In March we brought together seven patients recruited via CRUK Patient Involvement Network who have previously had radiotherapy and two CRUK RadNet City of London funded researchers, Dr Catarina Veiga and Dr Adam Szmul, in an online workshop. The focus of the workshop was exploring where patients currently access information about research and how they would like to see research shared.
Academic research is traditionally produced and shared in ways which do not involve patients and outputs are inaccessible to a lay patient and public audience. Often involving patients in research is through research proposals – e.g. patients providing feedback on new trial design. It is less common for patients to stay involved during the process of conducting and disseminating research.
The workshop was planned around an upcoming publication of Adam’s based on research using artificial intelligence to improve proton beam therapy delivery in children with cancer. Adam gave the patients a brief presentation about this work, followed by a presentation from Catarina explaining the traditional process for scientific publishing.
The fascinating discussion was captured in the above artwork by Jenny Leonard. Participants shared their experiences of having radiotherapy with several patients being told how this was the “easiest” treatment. However, they felt unprepared and most found it very difficult and many had side effects later attributed to their radiotherapy treatment.
The patients who attended the workshop were very interested in research and try to stick to reputable sources for information including charities and google Scholar.
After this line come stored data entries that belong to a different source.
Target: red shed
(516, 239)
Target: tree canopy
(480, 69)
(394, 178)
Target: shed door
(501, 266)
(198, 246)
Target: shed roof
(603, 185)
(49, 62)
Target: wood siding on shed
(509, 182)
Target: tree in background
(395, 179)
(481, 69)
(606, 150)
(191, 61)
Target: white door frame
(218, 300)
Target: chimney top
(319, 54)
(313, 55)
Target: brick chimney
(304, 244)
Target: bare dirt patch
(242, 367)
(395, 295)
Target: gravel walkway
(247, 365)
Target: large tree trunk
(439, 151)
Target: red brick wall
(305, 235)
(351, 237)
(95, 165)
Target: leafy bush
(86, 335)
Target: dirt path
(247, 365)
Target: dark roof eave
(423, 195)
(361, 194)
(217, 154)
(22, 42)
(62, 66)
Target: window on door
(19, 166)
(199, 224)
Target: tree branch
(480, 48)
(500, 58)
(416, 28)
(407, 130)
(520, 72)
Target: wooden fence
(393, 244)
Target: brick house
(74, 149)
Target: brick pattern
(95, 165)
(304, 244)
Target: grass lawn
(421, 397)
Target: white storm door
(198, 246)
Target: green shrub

They all agreed that infographics with links to journal papers are an accessible, interesting way to share research. They all spoke of their motivations to contribute to making future cancer patients lives better, but also reflected on how challenging it can be to find reliable and trustworthy information while going through the treatment pathway.
Following the success of this workshop we invited a smaller group of patients to work with us and an artist to produce an infographic based on Adam’s now published paper. By collaborating with patients who have a unique perspective to co-produce research outputs and identify ways these could be shared in more accessible ways we hope to reach a broader patient and public audience.